Samco Research | Indian bourses are expected to face whipsaws post Fed’s Jackson Hole meeting outcome. Participants are eager to understand the timelines for gradual tapering of bond purchases to judge the mood on the Street. Markets could also be impacted by an eventful economic calendar which begins with quarterly GDP growth rate numbers, followed by auto sales numbers and manufacturing PMI data. Profit booking may occur in certain overpriced stocks, however investing in high quality companies in stages would be a smart strategy.
6/8
Shrikant Chouhan, Executive Vice President, Equity Technical Research at Kotak Securities | Technically, post the short-term correction Nifty has maintained higher high and higher low series formation and after a strong pullback rally, the index is currently trading near the breakout level. The texture of the chart suggests that the 10 days SMA or 16550 would be the sacrosanct level for the breakout. If the index crosses the level, the uptrend could continue up to 16825-16950 levels. On the flip side, dismissal of 16550 may trigger temporary weakness till 16375-16300 levels.

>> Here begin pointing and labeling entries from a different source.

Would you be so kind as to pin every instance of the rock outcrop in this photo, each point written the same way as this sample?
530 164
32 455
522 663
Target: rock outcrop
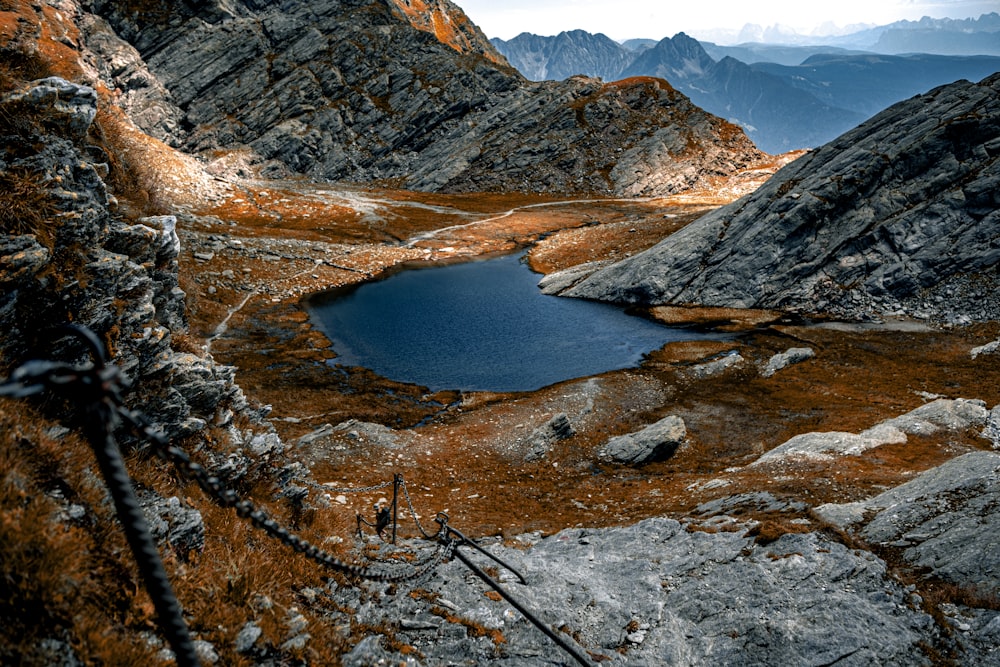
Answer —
656 442
898 216
367 91
946 520
663 592
567 54
78 262
942 414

Meanwhile, the Bank Nifty index has been consistently taking support near the 50 days SMA, and 35200 would be the key support level for the index and above the same, the index is likely to outperform in the near future.
7/8
Ajit Mishra, VP Research. Religare Broking | In the coming week, participants will be eyeing crucial macroeconomic data to start with. First, the GDP data for the second qtr of FY 22 and Infrastructure Output data are scheduled for August 31. In the following sessions, the monthly auto sales will also start pouring in. Besides, the Markit Manufacturing PMI data and Markit Services PMI data are scheduled on September 1 and September 3 respectively. Markets will be initially taking cues from global counterparts, in reaction to the statements made by the US Fed Chair in the Jackson Hole symposium. In line with the latest Fed meeting minutes, he also signaled the beginning of tapering by the end of this year however sounded flexible on rate hikes. Though the Nifty is inching towards the next milestone of “17,000”, the recent surge lacks decisiveness due to the continuous underperformance of the banking index. Going ahead, in case of any dip, Nifty would find support at 15,500 and 15,380 levels. We feel it’s prudent to maintain a positive yet cautious approach and choose stocks from the sectors which are trading in sync with the benchmark. Also, participants should prefer index majors and other heavyweights as any correction in markets may again derail the recovery midcap and smallcap space.
8/8
Ashis Biswas, Head of Technical Research at CapitalVia Global Research | The market witnessed a swift recovery after the initial fall in the market. The market suggests 16500 will be an important support level in the short-term perspective. If the market breaches the level of 16720-16740 and is able to sustain above this level, the market expects to gain momentum, leading to an upside projection of 16950-17000 levels. The momentum indicators like RSI and MACD to stay positive and market breadth to improve, further strengthening the short-term bullish outlook.